To add, preventive, rehabilitative, and operative care are often treated as separate areas, yet they are part of a single patient journey. The true value of healthtech emerges when data flows smoothly across these stages, creating continuity instead of hand-offs.

This continuity does not happen on its own. It relies on systems that preserve data integrity over time, integrate seamlessly across different care settings, and evolve as patient needs evolve. Without it, technology investments risk becoming isolated solutions rather than truly transformative tools.

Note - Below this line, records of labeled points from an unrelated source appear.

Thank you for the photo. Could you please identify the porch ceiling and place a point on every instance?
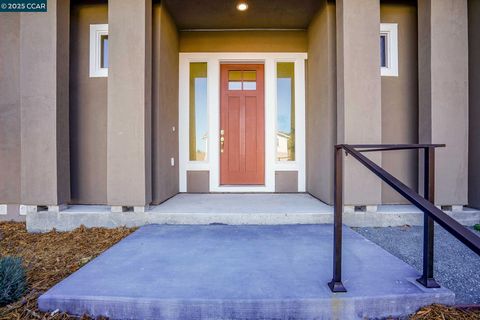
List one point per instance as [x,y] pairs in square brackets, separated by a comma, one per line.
[222,14]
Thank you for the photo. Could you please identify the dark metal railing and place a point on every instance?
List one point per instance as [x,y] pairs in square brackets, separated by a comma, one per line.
[426,204]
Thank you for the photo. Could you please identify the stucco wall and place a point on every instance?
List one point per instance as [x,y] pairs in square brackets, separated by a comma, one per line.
[400,98]
[321,103]
[443,93]
[88,109]
[44,96]
[474,114]
[9,108]
[164,105]
[243,41]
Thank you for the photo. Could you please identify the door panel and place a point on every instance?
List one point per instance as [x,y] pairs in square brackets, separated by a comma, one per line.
[242,123]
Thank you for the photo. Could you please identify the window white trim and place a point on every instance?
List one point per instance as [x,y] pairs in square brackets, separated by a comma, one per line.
[96,33]
[213,102]
[390,31]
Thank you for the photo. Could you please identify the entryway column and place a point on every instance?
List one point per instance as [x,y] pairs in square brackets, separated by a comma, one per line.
[129,104]
[359,93]
[44,100]
[443,93]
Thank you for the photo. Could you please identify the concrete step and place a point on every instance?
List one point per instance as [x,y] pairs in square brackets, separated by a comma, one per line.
[234,209]
[241,272]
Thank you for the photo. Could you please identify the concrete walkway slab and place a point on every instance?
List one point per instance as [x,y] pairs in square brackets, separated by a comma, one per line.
[240,272]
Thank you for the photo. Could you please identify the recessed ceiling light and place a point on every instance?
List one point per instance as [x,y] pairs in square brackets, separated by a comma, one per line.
[242,6]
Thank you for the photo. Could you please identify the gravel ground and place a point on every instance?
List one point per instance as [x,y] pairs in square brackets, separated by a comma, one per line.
[456,266]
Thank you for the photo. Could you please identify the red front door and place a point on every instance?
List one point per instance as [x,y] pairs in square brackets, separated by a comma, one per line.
[242,133]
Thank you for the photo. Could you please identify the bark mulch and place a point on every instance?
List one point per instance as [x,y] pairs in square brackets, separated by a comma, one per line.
[52,256]
[49,258]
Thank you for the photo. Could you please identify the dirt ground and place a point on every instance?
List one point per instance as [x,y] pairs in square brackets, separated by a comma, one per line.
[49,258]
[52,256]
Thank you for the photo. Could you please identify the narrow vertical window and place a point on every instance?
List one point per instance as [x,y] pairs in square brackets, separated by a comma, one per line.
[383,50]
[285,111]
[389,49]
[98,50]
[198,121]
[104,51]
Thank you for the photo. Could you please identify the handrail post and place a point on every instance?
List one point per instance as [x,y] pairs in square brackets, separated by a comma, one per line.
[427,279]
[336,283]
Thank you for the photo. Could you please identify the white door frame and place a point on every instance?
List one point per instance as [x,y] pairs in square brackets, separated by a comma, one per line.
[212,163]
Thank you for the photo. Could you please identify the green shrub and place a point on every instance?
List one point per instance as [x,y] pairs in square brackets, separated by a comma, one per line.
[13,280]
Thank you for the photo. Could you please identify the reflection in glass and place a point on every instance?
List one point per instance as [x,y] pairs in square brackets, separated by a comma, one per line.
[234,80]
[242,80]
[198,121]
[285,111]
[104,51]
[383,50]
[249,85]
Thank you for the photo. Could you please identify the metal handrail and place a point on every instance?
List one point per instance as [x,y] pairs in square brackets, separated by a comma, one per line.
[426,204]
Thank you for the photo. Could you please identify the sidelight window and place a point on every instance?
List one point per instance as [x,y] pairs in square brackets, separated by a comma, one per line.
[98,50]
[198,121]
[285,111]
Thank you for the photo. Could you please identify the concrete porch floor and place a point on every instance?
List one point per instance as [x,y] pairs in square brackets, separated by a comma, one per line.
[241,272]
[233,209]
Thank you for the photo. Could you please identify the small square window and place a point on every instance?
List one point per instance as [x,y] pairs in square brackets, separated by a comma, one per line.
[98,50]
[389,49]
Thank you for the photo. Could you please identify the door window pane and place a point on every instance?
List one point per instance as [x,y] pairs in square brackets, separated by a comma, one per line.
[198,121]
[234,80]
[285,111]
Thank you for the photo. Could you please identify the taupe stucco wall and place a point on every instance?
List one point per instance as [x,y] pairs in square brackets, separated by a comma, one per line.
[359,93]
[164,105]
[88,109]
[400,98]
[443,93]
[129,103]
[474,115]
[286,181]
[243,41]
[198,181]
[321,107]
[44,74]
[10,108]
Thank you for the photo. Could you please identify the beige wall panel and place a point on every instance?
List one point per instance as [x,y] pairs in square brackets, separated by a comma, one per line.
[400,98]
[44,58]
[129,103]
[198,181]
[443,93]
[244,41]
[359,93]
[321,103]
[88,109]
[164,105]
[10,108]
[474,85]
[286,181]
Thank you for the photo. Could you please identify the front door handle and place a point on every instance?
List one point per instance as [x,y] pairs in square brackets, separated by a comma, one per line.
[222,140]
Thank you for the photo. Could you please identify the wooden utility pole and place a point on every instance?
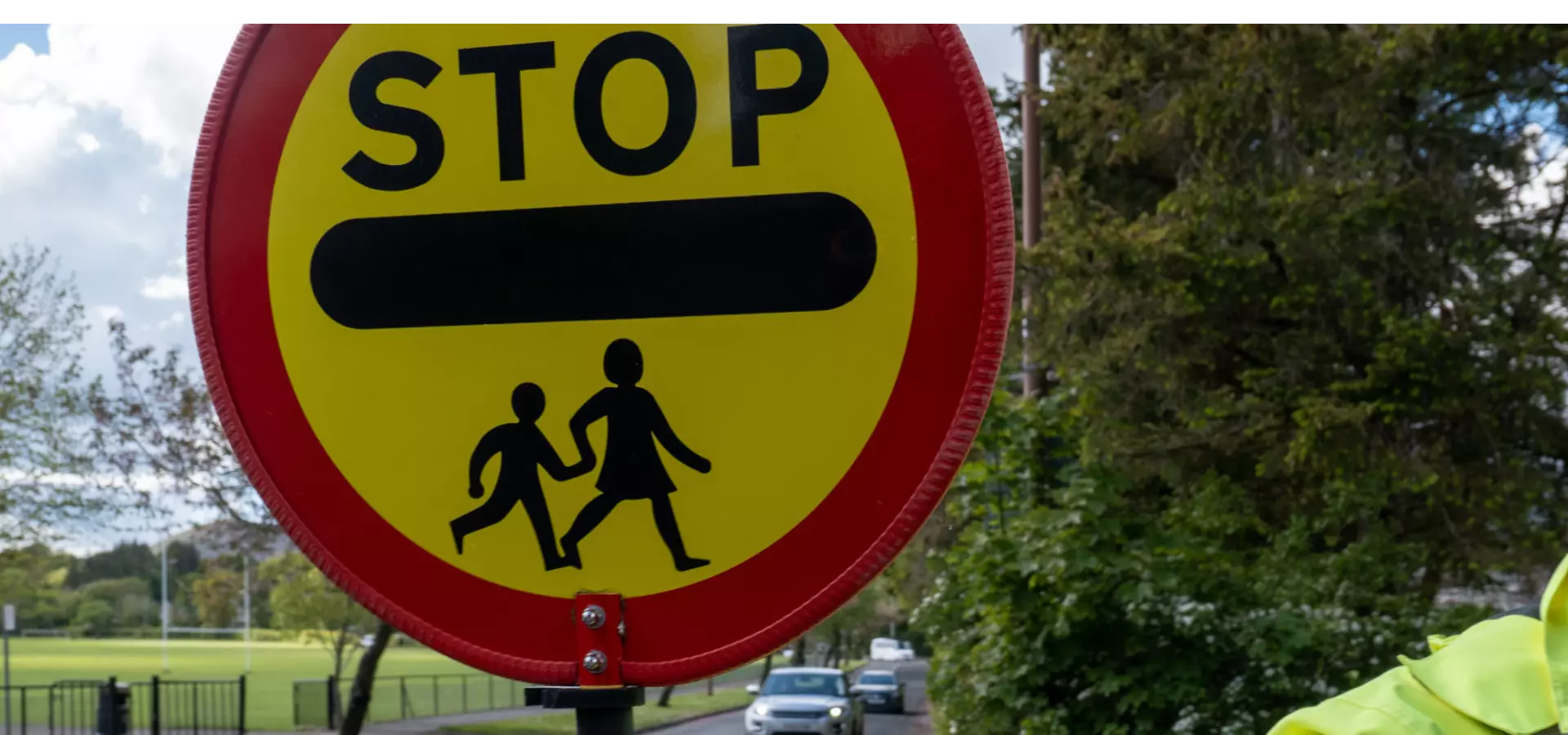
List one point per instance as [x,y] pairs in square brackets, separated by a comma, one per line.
[1029,100]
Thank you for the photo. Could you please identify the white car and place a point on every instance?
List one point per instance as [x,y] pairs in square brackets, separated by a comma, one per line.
[884,649]
[802,699]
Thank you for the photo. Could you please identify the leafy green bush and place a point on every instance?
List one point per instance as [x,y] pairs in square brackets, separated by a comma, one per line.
[1084,605]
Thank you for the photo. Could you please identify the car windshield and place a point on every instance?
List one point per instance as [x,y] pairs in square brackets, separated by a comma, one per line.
[823,685]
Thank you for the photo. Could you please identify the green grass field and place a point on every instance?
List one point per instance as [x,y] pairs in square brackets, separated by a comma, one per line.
[648,715]
[269,684]
[274,666]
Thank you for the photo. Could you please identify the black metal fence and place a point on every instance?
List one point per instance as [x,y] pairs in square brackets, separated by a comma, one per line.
[320,702]
[154,707]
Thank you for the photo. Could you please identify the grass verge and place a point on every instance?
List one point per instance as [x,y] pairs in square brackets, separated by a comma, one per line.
[645,716]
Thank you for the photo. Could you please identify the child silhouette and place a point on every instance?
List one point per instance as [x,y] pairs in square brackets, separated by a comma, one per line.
[523,450]
[632,469]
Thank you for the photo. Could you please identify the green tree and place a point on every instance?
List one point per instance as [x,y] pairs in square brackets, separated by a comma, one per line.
[306,602]
[1305,310]
[124,560]
[32,579]
[95,617]
[162,422]
[216,595]
[42,405]
[127,598]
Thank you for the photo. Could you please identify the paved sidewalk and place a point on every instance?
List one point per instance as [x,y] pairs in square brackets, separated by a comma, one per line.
[433,726]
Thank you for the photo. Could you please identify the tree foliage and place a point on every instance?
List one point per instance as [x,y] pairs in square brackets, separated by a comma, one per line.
[216,593]
[303,600]
[1302,289]
[46,475]
[162,424]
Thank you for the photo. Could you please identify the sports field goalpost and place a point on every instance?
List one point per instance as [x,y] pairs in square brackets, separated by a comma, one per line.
[165,612]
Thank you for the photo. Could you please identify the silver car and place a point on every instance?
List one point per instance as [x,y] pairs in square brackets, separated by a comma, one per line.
[814,701]
[880,690]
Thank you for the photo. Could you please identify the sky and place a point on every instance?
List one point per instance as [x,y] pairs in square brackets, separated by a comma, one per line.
[98,131]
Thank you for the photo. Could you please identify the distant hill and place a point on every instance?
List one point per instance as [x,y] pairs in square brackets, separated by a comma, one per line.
[228,537]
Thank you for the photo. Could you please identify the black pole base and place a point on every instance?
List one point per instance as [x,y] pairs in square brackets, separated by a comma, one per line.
[599,712]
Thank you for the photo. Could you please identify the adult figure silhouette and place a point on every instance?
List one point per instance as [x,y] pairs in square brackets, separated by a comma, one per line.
[523,450]
[632,469]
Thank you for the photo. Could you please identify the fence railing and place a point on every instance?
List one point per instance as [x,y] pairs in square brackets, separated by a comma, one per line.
[320,702]
[154,707]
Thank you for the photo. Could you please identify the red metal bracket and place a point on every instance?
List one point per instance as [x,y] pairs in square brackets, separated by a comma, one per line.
[599,621]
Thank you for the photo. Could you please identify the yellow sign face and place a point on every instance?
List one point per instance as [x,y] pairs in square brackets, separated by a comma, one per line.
[514,173]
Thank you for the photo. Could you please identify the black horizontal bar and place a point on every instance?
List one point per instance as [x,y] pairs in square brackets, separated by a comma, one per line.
[688,257]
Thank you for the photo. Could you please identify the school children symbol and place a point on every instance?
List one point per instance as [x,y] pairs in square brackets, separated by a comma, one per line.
[632,469]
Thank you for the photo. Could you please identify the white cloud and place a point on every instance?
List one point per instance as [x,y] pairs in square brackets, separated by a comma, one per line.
[109,312]
[163,287]
[173,320]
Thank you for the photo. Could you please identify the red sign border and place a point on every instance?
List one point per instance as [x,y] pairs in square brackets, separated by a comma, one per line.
[963,203]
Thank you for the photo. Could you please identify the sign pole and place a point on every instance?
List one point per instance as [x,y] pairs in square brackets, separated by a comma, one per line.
[8,624]
[163,607]
[247,561]
[601,699]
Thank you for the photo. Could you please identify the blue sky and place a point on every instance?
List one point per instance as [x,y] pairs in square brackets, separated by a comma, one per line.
[100,121]
[30,33]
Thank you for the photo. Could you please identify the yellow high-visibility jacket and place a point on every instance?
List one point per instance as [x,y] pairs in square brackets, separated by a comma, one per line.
[1503,676]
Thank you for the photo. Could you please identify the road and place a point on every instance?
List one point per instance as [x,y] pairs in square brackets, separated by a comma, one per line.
[918,719]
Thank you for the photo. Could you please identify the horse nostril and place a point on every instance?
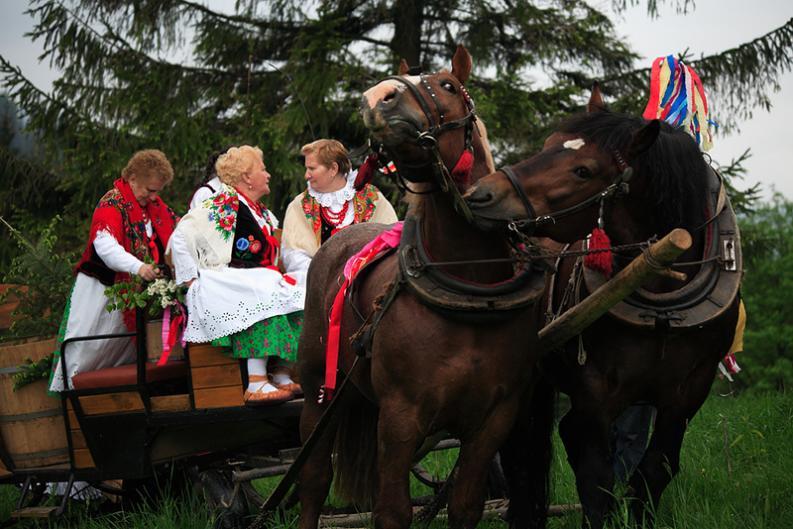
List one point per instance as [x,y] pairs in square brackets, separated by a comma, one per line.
[390,99]
[479,197]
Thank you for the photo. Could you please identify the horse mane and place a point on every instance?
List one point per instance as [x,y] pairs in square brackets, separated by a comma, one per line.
[414,200]
[482,130]
[673,166]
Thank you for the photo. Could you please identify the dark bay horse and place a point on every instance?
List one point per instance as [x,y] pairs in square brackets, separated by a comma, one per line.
[662,346]
[431,368]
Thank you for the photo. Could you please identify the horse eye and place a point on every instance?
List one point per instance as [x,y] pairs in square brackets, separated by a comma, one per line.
[583,172]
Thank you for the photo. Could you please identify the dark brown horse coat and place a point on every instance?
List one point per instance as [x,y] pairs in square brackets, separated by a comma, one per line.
[669,365]
[428,373]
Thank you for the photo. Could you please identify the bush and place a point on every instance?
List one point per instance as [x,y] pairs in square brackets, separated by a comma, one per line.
[767,240]
[45,276]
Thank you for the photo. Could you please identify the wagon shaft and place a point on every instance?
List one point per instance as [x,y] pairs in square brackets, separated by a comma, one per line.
[578,318]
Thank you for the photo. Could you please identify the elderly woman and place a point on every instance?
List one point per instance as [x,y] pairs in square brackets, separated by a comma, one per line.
[335,198]
[211,183]
[130,230]
[226,251]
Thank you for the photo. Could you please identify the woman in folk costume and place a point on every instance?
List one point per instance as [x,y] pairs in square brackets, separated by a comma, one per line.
[211,183]
[226,251]
[130,226]
[335,198]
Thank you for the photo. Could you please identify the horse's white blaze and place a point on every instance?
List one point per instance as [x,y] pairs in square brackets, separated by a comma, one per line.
[574,144]
[385,88]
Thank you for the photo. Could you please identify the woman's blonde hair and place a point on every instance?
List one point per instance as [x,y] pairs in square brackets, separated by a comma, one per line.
[236,163]
[327,152]
[148,164]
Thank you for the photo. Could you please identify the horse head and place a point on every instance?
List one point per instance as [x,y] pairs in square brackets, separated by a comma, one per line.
[585,163]
[423,119]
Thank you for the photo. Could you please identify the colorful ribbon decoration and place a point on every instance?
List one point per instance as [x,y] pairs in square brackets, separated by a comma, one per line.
[368,254]
[677,97]
[171,332]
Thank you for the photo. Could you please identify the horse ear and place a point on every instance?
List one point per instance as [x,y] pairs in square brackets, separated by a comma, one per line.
[461,64]
[596,103]
[644,138]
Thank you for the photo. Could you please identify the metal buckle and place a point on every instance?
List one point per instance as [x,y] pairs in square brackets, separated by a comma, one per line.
[728,255]
[426,140]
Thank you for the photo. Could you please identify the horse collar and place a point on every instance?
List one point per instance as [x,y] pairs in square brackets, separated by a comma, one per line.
[458,298]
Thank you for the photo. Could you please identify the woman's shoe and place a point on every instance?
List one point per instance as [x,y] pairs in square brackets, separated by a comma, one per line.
[293,387]
[260,397]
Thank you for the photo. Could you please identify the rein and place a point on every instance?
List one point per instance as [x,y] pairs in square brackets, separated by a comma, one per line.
[618,187]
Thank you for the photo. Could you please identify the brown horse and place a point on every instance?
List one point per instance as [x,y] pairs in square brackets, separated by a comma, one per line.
[662,345]
[431,368]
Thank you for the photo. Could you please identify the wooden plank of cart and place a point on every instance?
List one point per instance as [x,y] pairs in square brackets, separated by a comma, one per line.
[123,423]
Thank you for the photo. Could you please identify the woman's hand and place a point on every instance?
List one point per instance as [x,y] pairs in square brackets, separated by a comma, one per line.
[149,272]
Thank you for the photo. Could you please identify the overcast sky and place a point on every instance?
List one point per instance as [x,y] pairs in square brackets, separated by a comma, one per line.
[713,26]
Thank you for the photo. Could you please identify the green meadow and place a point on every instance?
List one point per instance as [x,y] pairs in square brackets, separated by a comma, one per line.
[736,472]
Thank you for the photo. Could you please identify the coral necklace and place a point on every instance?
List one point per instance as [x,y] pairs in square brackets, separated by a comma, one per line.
[334,219]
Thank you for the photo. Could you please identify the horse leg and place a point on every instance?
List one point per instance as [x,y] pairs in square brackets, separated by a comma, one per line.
[398,439]
[317,472]
[661,461]
[585,434]
[468,491]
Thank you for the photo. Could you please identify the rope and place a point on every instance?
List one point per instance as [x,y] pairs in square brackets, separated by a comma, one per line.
[539,253]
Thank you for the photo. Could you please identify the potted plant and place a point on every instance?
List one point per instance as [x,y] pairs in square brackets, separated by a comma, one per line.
[162,300]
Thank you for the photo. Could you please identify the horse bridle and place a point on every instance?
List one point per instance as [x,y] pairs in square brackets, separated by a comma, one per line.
[428,140]
[618,186]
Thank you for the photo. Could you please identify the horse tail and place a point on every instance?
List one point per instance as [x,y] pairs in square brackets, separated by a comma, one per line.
[526,459]
[356,454]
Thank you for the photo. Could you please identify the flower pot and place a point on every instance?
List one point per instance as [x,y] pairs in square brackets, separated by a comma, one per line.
[154,343]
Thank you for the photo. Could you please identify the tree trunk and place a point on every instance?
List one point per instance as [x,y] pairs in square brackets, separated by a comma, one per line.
[408,19]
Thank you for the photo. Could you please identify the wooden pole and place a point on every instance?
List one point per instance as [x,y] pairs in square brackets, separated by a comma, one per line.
[578,318]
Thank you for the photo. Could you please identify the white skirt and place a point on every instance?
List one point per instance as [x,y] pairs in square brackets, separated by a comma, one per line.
[88,316]
[229,300]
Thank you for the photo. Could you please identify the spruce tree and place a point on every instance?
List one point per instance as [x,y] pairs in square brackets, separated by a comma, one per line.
[185,78]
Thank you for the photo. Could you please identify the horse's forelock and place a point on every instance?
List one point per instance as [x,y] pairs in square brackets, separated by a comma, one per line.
[482,130]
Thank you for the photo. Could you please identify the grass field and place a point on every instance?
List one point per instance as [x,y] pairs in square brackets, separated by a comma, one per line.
[736,472]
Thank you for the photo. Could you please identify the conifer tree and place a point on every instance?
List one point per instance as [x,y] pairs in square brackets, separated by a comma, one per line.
[186,78]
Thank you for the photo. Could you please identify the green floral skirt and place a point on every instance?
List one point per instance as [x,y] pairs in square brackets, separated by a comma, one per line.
[276,336]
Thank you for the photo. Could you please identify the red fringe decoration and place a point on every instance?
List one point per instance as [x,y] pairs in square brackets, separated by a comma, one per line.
[600,261]
[462,170]
[365,172]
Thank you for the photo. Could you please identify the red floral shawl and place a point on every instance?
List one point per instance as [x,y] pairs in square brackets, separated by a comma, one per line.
[120,214]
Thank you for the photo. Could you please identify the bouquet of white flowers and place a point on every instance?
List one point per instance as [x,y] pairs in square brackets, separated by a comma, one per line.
[156,297]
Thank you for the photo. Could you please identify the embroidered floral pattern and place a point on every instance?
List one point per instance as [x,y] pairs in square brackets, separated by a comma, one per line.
[223,209]
[275,336]
[364,203]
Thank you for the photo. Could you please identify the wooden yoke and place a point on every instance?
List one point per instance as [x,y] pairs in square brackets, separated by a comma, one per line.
[654,262]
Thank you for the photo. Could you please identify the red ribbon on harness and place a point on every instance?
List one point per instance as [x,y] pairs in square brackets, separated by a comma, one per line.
[368,254]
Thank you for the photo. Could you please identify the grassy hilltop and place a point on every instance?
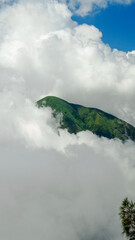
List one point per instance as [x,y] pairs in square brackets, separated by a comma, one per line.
[78,118]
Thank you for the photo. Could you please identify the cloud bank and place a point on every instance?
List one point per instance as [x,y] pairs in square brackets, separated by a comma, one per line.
[83,7]
[59,185]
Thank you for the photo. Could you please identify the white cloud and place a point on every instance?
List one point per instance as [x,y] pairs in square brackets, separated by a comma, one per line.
[60,186]
[83,7]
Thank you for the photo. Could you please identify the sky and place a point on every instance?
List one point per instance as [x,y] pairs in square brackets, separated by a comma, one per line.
[66,186]
[116,22]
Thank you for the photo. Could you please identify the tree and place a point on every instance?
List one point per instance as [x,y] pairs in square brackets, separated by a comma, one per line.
[127,215]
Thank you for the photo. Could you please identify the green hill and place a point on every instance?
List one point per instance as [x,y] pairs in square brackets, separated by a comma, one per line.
[78,118]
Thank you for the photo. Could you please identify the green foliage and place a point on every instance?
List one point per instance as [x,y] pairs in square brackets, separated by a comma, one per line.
[77,118]
[127,215]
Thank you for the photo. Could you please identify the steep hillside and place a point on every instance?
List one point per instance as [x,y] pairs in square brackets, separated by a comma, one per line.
[78,118]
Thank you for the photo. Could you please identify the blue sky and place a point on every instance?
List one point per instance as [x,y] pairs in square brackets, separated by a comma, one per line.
[117,23]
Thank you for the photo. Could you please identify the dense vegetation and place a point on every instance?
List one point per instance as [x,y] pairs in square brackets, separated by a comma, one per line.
[127,215]
[76,118]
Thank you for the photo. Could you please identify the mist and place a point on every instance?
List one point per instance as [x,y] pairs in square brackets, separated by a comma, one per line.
[56,185]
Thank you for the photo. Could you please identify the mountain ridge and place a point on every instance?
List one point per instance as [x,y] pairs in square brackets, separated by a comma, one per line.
[76,118]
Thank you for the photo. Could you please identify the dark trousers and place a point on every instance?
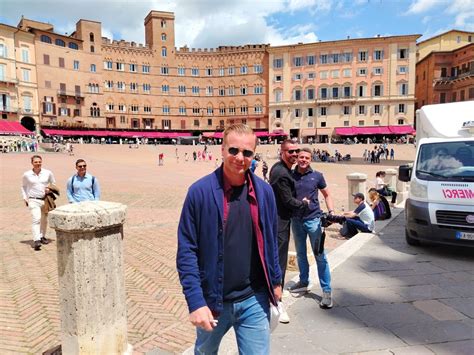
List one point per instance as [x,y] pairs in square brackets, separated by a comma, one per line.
[283,244]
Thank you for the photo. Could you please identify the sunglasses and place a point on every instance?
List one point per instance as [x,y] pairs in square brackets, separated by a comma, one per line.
[246,153]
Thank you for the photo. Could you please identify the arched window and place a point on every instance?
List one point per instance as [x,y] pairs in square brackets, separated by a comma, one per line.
[60,42]
[45,39]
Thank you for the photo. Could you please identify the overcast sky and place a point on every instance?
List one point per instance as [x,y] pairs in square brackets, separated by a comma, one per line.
[211,23]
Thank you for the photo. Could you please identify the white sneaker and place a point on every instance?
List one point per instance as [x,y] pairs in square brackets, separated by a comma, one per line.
[284,317]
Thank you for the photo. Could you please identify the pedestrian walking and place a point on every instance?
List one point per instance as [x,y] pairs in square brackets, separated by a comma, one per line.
[226,259]
[82,186]
[35,185]
[307,223]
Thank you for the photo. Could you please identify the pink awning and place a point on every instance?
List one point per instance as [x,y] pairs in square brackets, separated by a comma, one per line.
[122,134]
[344,131]
[372,130]
[9,127]
[405,129]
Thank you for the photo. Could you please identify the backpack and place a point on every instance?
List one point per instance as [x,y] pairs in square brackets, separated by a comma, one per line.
[72,185]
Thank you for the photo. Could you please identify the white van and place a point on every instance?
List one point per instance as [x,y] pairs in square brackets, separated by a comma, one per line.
[440,205]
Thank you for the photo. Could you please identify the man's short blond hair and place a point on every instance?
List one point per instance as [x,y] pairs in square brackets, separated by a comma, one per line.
[238,128]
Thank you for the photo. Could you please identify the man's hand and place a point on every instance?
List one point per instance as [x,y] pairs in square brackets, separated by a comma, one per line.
[278,292]
[203,318]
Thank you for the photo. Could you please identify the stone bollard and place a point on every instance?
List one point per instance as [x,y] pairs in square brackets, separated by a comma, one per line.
[91,277]
[357,182]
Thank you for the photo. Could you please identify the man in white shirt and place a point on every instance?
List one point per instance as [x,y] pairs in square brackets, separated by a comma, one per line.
[34,189]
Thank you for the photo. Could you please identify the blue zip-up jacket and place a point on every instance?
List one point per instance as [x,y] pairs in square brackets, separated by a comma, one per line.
[200,258]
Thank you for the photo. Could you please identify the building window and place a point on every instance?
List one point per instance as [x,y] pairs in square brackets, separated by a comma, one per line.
[278,63]
[298,61]
[378,54]
[25,55]
[26,75]
[297,95]
[362,56]
[45,39]
[402,53]
[403,89]
[60,42]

When healthcare providers can access consistent patient information across departments and care phases, they gain a more holistic understanding of health outcomes. This continuity helps reduce redundant tests, prevent information gaps, and support coordinated treatment plans. Over time, it contributes to a healthcare environment where patients’ experiences feel more connected and less fragmented.

Trust is built behind the scenes

To truly be transformative, healthcare must rely on trust between patients and clinicians, as well as between clinicians and the systems they depend on. Yet, this trust is fragile, as a single system failure, data inconsistency, or security issue can erode confidence across a healthcare facility.

Trust is built on reliability, resilience, and strong governance. Systems must perform well under pressure, safeguard sensitive information, and evolve safely over time. Although this foundation work often goes unnoticed, its impact is felt every time clinicians use technology with confidence and ease.

The growing digitisation of healthcare has also made cybersecurity and data protection essential pillars of trust. Healthcare data is among the most sensitive information an organisation can manage. Protecting it requires robust security architecture, continuous monitoring, and governance practices that evolve as threats emerge. When these safeguards are embedded into the system architecture, healthcare organisations can innovate confidently without compromising patient privacy.

The real differentiator is partnership, not platforms

As healthtech continues to evolve, access to tools will be less of a significant differentiator. What will matter more is how those tools are shaped, connected, and sustained. Technology alone cannot provide better care. It requires partners who understand both the technical and human aspects of healthcare.

This is where an IT partner can navigate and guide healthcare organisations through complexity, turning possibilities into practice and ambitions into results. Their role is not just supportive but foundational in demonstrating the true value of healthtech. The future of healthcare will belong not to those who adopt the most technology, but to those who build it wisely.